Umesh recently discussed the Pomodoro Technique (slides), a time management method that uses a timer to break down tasks into 25-minute intervals called ‘pomodori’ (PDF book on PT, book on PT). The work intervals are separated by brief breaks, usually five minutes each. The name comes from the tomato-shaped kitchen timer that was used by Francesco Cirillo, the inventor of the method, when he was a university student. Why care? Because you have a lot to get done and using your time effectively is crucial to getting it done.
Related concepts that Umesh mentioned include Stephen Covey with The 7 Habits of Highly Effective People and David Allen with Getting Things Done (GTD). Covey makes four quadrants from the combinations of urgent and not urgent with important and not important. This framework, in the least, seems like a useful thing to have in the back of your mind, like which of the four quadrants is this activity in, if it’s in the wrong quadrant consider switching to other activities. GTD is based on ‘making it easy to store, track and retrieve all information related to the things that need to get done’. It uses things like a weekly review to, among other things, determine the priority of the individual tasks and commitments gathered during the workflow process. Another tool is mind maps, which you can use to ‘represent words, ideas, tasks, or other items linked to and arranged around a central key word or idea’. Other stuff that Umesh mentioned are the Unschedule and GQueues.
Next point was some reminders of why these tools are important. First, Parkinson’s Law: Work expands so as to fill the time available for its completion. Second, mistaking activity for accomplishment. Umesh gave some examples of non-accomplishment activity: Gmail, Rotten Tomatoes, Cat Melon Head, YouTube, Roger Federer, Engadget, Facebook, OMG! Ubuntu!, etc.
You need a timer (and there are many software timers, see below); an Activity Inventory, where you’ll make estimates of the number of pomodori needed for each task; and To Do Today. For example Activity Inventory, ‘Answer questions on thermodynamics in Ch. 4, 3’. For To Do Today, you’ll allocate, essentially making blanks for each of the tasks that you’ll do. Normal thing is to use a fixed number of pomodori. Pick a task from the To Do Today. Set timer to 25 minutes and work on it until the timer rings. Then mark it done. Take a five minute break and continue with the next pomodoro. After four pomodori, take a 30 minute break. Continue until the task is done.
Pomodoro rules include 1 pomodoro = 25 minutes work + 5 minutes break.
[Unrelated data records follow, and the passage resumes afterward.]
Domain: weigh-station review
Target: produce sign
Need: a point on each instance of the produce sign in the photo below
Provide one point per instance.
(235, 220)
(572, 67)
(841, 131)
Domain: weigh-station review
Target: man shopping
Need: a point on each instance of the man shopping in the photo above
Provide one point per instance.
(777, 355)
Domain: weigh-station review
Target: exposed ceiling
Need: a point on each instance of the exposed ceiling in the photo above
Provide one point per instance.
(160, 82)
Long break (30 minutes) after four pomodori. If you think a task will take more than 7 pomodori, break it down. Once a pomodoro begins, it has to ring. Further, protect the pomodoro. For example, void it if interrupted often. Consider internal interruptions (self) and external interruptions (others).
Mark internal interruptions, such as with an apostrophe in your To Do Today. If not urgent add it to your Activity Inventory (perhaps marking it as not urgent). If urgent, add to To Do Today, such as under Unplanned & Urgent. External interruptions, inform, negotiate and call back. Last thing is to plan, track and record. Look at what you’ve wanted to accomplish and compare to what you did accomplish. Pros of Pomodoro Technique include that it’s easy to concentrate for 25 minutes, you have frequent breaks and it helps track productivity (and postpone interruptions). Cons include that it focuses on efforts and does not tell you how to prioritize.